The defined contribution industry needs a dictionary to sort out different interpretations of auto features, and a prominent trade group has come to the rescue.
The Defined Contribution Institutional Investment Association has prepared a “definitional framework” so sponsors, providers and others can find common ground in defining such DC plan practices as auto enrollment, auto escalation and re-enrollment.
“Everyone comes at it from a different perspective,” said Joshua Dietch, co-chairman of DCIIA's retirement research board and primary author of the auto-features dictionary. “We found that in many cases, a lack of consensus caused confusion,” and confusion inhibits sponsors' offerings of auto features.
Terms causing the most confusion are “qualified default investment alternative re-enrollment” and “non-safe harbor re-enrollment,” Mr. Dietch said, the New York-based head of retirement and institutional research at Strategic Insight, an investment research firm that is a DCIIA member.

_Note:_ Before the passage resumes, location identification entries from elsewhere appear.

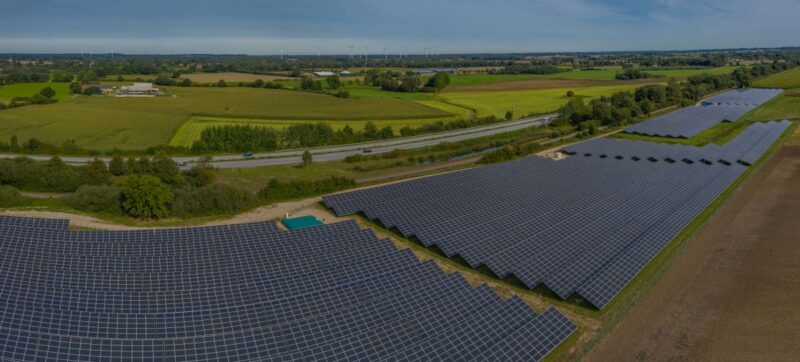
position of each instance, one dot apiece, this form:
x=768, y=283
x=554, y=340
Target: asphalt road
x=334, y=153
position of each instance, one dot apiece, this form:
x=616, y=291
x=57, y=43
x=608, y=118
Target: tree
x=97, y=172
x=439, y=81
x=75, y=88
x=48, y=92
x=146, y=197
x=166, y=170
x=334, y=82
x=92, y=91
x=308, y=159
x=117, y=166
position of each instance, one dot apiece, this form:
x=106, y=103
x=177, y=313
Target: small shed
x=301, y=222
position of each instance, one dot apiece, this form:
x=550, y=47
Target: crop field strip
x=584, y=226
x=691, y=121
x=247, y=292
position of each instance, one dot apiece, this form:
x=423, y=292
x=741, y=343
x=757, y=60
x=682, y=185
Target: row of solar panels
x=582, y=227
x=751, y=96
x=746, y=148
x=247, y=292
x=691, y=121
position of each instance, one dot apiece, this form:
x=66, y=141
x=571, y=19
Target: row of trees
x=240, y=138
x=44, y=96
x=631, y=74
x=621, y=107
x=527, y=69
x=408, y=82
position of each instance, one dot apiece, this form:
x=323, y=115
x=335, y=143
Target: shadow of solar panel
x=240, y=292
x=581, y=227
x=691, y=121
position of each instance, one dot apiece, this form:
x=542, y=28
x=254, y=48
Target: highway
x=334, y=153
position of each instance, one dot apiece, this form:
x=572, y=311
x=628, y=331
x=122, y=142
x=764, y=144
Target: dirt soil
x=733, y=294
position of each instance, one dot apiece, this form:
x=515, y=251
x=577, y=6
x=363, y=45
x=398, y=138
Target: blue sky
x=409, y=26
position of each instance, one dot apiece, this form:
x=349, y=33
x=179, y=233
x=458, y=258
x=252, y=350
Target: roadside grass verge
x=105, y=123
x=190, y=131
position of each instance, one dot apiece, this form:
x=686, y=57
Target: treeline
x=408, y=82
x=277, y=191
x=157, y=188
x=240, y=138
x=527, y=69
x=631, y=74
x=44, y=96
x=622, y=107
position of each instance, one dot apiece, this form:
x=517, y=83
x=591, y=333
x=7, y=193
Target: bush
x=281, y=191
x=10, y=197
x=146, y=197
x=105, y=198
x=211, y=200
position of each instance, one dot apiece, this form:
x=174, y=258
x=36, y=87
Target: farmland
x=787, y=105
x=787, y=79
x=230, y=77
x=190, y=130
x=137, y=123
x=28, y=89
x=526, y=101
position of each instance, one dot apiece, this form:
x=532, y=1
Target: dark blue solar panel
x=584, y=225
x=691, y=121
x=238, y=292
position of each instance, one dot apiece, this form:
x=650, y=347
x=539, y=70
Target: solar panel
x=691, y=121
x=239, y=292
x=583, y=226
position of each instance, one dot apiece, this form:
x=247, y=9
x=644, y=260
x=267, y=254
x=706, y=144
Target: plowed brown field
x=734, y=293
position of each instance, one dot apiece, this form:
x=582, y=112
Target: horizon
x=343, y=27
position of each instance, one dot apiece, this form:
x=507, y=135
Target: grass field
x=785, y=106
x=137, y=123
x=190, y=130
x=787, y=79
x=230, y=77
x=28, y=89
x=526, y=101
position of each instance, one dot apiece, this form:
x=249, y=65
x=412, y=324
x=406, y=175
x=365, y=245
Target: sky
x=403, y=26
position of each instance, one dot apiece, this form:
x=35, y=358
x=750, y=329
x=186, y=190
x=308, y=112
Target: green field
x=190, y=130
x=611, y=73
x=787, y=79
x=785, y=106
x=526, y=101
x=28, y=89
x=136, y=123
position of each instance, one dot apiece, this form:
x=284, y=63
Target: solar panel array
x=582, y=226
x=691, y=121
x=745, y=96
x=746, y=148
x=247, y=292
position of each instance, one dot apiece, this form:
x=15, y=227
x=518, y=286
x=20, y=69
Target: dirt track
x=733, y=294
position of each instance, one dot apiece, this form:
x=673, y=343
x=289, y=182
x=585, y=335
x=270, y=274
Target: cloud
x=303, y=26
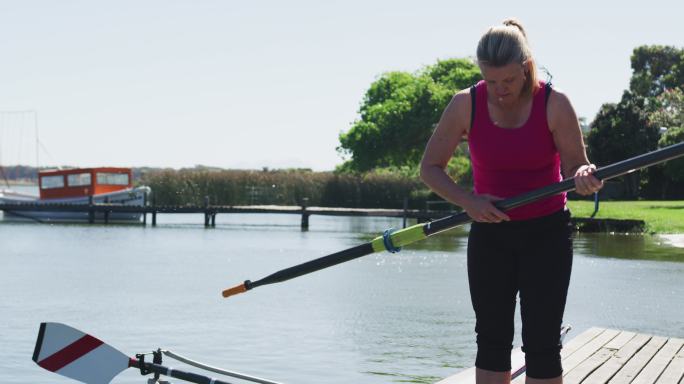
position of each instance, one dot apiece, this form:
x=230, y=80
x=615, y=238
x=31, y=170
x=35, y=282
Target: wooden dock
x=601, y=355
x=100, y=212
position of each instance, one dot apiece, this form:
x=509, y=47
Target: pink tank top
x=509, y=162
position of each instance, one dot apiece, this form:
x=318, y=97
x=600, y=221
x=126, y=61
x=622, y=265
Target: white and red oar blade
x=76, y=355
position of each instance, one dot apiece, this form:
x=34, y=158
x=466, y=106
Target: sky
x=254, y=84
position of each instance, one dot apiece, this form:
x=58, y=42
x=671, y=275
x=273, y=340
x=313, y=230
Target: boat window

DCIIA acted after conducting a survey of 471 sponsors about auto features in 2014 and 2015. “It became readily apparent that they weren't all talking about the same thing,” Mr. Dietch said.
The two-page DCIIA dictionary is “not intended to be all-encompassing,” the introduction to the document says. “Rather, they represent a common framework for discussing auto features” to improve sponsor adoption rates.